On an unrelated note, how is it that you are such a fan of Italian planes? I understand that you are neither Italian, nor live in Italy. I'm just curious.


----------



## Anonymous (Mar 22, 2005)

A few P-47N's were flown by the 56th Fighter Group in Europe (alongside P-47M's), however the bulk flew in the PTO. There were evidently two P-47N Fighter Wings (3 FG's each), and they flew out of Ie Shima, Iwo Jima, Okinawa, and briefly from Saipan. The following 318th, 413th, 414th, and 507th FG's were all equiped with P-47N's - there may have been more. The first 318th, 413th, and 507th were all part of the 301st Fighter Wing, 7th AF (which appears to have become the 8th around Aug/Sept 1945?), where the 414th was part of the 20th AF. So at least 4 FG's existed. Missions started being flown in May 1945 and continued to the last day of the war. IIRC something around 30,000 sorties were flown.
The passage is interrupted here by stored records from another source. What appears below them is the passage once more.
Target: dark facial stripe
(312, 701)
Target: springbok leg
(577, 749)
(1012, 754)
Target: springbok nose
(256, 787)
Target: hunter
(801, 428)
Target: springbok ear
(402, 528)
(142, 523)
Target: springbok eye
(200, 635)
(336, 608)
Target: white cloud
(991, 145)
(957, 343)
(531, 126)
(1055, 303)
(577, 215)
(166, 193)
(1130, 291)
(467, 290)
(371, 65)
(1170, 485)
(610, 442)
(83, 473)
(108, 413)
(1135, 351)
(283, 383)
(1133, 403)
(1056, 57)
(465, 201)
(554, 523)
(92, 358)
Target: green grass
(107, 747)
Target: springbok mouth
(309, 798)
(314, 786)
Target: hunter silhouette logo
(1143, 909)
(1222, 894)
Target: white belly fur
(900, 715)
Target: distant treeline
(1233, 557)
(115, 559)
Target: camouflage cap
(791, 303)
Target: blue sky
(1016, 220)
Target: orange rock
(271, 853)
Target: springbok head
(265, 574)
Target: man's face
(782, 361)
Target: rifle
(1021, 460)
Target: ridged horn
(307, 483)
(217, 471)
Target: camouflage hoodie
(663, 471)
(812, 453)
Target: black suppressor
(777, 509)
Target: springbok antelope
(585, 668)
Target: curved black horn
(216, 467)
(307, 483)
The Pedermo story can be read here:

http://www.elknet.pl/acestory/perdomo/perdomo.htm

Note that the "Oscars" were in fact really Franks (Ki-84's), and they were piloted by two of the most experianced Sentai's of the IJA.

It should also be noted that while Pedermo is famous as being the last "ace in a day" of WWII, and thus in history, Lt. Richard Anderson also became an ace in a day in the P-47N on May 25th 1945.

The 318th FG history (including a little 413 and 507 history) in the P-47N can be read here:

http://home.earthlink.net/~atdouble/~318thFighterGroup.IeShima.html

=S=

Lunatic


----------



## DAVIDICUS (Mar 22, 2005)

Goof info. Thanks.


----------



## cheddar cheese (Mar 22, 2005)

DAVIDICUS said:


> Thanks, my cheesy friend.
> 
> On an unrelated note, how is it that you are such a fan of Italian planes? I understand that you are neither Italian, nor live in Italy. I'm just curious.



Well, Italian planes have bucket loads more character than any other country. Most of them look absolutely fantastic, and they performed surprisingly well. Also Italy do everything brilliantly, and I just wish I lived there instead of crappy UK 8)


----------



## DAVIDICUS (Mar 22, 2005)

I agree. At the point in time that Italy withdrew from the war in 1943, its 5 Series fighters were probably superior to the best fighters of Germany, the U.S. and Britain. 

Lastly, if I lived in the U.K., I would probably rather live in Italy as well. My family comes from Moneglia which is a little south of Genoa on the coast.


----------



## Jank (Mar 31, 2005)

How many saw combat in the Pacific? Would have been a flying terror to the Japs to be sure.


----------



## Anonymous (Mar 31, 2005)

Well, at least four FG's flew the P-47N in the PTO. My guess would be something between 250 and 500 planes?

=S=

Lunatic


----------



## Jank (Mar 31, 2005)

Were there more P-47 N than P-51 D in the Pacific?


----------



## Anonymous (Mar 31, 2005)

Again, just a guess, but I'd think not. P-51's operated off the same bases that P-47N's operated from. The also operated from other bases, including bases in Burma and China.

It would be interesting to see actual unit deployment info from about March 1944 through the end of the war in the PTO.

=S=

Lunatic


----------



## DAVIDICUS (Apr 8, 2005)

RG_Lunatic,

I just downloaded a Pilot Training Manual for the P-47N from that site you mentioned on another thread.

It had really astounding performance.


----------